7月に開催した第62回定期全国大会以降、全国単組・直加盟組合、ブロック支部・県協の大会がすべて終わり、新たな役員体制も確立され、各組織とも大会で決定した方針の具現化に向けスタートを切った。情報労連は、9月の中央執行委員会で「2023年度年間活動の進め方」を確認し、具体的活動を展開している。いずれにしても、「正念場の2年間」と位置付け、「2023〜2024年度中期運動方針」の結果と成果にこだわり、存在感ある産別運動をめざす。

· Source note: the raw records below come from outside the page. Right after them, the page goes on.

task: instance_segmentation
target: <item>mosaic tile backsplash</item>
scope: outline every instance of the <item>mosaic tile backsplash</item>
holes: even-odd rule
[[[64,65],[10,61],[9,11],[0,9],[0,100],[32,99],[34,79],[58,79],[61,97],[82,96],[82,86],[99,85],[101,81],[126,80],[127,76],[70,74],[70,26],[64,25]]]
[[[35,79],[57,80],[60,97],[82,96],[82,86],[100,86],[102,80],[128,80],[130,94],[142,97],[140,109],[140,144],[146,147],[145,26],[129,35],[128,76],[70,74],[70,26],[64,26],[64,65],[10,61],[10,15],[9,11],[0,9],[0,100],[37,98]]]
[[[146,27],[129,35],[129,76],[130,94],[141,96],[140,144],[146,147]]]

さて、8月27〜30日でUNIグローバルユニオン第6回世界大会がアメリカ・フィラデルフィアで開催された。コロナ禍があり、開催年を延期して5年ぶりの世界大会となった。開催地フィラデルフィアは、アメリカ独立宣言を採択した歴史的場所であり、1944年のILO総会において「労働は商品ではない」で有名な「フィラデルフィア宣言」を採択した地でもある。歴史的舞台での世界大会には、78カ国、274の加盟組織から1195人が参加し、情報労連からは、全国単組からの参加者を含め、代議員・オブザーバー総勢10人が参加した。前段25日からは世界女性大会も行われ、多忙の中、長期間にわたる各大会に参加いただいた各位にお礼を申し上げる。

団結すれば強くなれる

「Rising Together(ともに立ち上がろう)」をスローガンに開催された大会では、「公正で包摂的なグローバル経済のためにルールを変えよう」「企業責任を問うためルールを変えよう」「平和・民主主義・人権のために共に立ち上がろう」「デジタル時代におけるディーセントワークのために共に立ち上がろう」など、12のテーマに対して問題提起、課題ごとに加盟組織から多くの報告・発言があった。

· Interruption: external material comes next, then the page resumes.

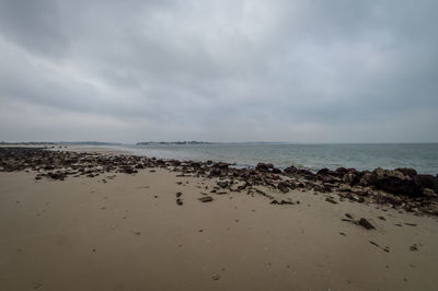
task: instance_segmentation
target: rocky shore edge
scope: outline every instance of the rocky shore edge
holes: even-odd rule
[[[178,176],[217,178],[218,189],[261,194],[272,200],[273,205],[288,203],[288,200],[277,201],[255,186],[265,186],[284,194],[292,189],[324,193],[328,195],[326,201],[331,203],[337,203],[334,196],[338,196],[341,201],[377,203],[413,212],[415,216],[438,216],[438,175],[418,174],[414,168],[378,167],[373,171],[357,171],[339,167],[335,171],[321,168],[313,173],[295,166],[281,171],[266,163],[258,163],[255,168],[237,168],[229,163],[212,161],[162,160],[44,148],[0,148],[0,172],[34,171],[37,181],[95,177],[105,173],[136,174],[157,167],[176,172]]]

さまざまな国情により労働者の置かれた境遇は、程度の差こそあるものの、グローバル化した競争の激化、デジタル化の進展などにより、世界市場は急速に変化しており、総じて、各国の労働者は厳しい環境に置かれてきている。さらに、巨大企業からの労働組合への不当な圧力を受けていることや権威主義国家による平和や人権がないがしろにされ、労働者の生活が奪われ、命すらも危険にさらされているなどの報告がなされた。共有できる課題やいずれ日本も直面することになりはしないかと危惧する内容もあった。「すべての人のために組合の力を構築しよう」とする次の4年間の戦略目標が採択された。その根底は、人間としての尊厳ある労働の実現がなされなければならない。労働者がいかにディーセントな働き方ができるか、まさにフィラデルフィア宣言に示された「労働は商品ではない」の実現だ。

そのためには、労働組合の役割発揮が求められている。企業別労働組合だけでは、律しきれない状況にもなっており、産業別組織や連合などとの連携や国際的な連帯の強化が必要になっている。

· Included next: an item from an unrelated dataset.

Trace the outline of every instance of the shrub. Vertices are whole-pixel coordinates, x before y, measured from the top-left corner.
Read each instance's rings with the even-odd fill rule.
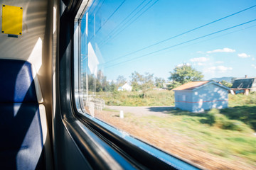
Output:
[[[225,115],[220,114],[218,109],[212,109],[207,114],[206,122],[210,125],[225,130],[238,131],[251,130],[247,125],[241,121],[229,120]]]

来賓であいさつしたバーニー・サンダース上院議員は「ごく少数の人々が多くの富を持ち、多くの人々がわずかな富しか持たない現実を変えなければならない。その変化をもたらすのは労働組合運動だ」「団結すれば強くなれる」と強調した。

私自身もUNI世界副会長に再任された。微力ながら一役を担う決意だ。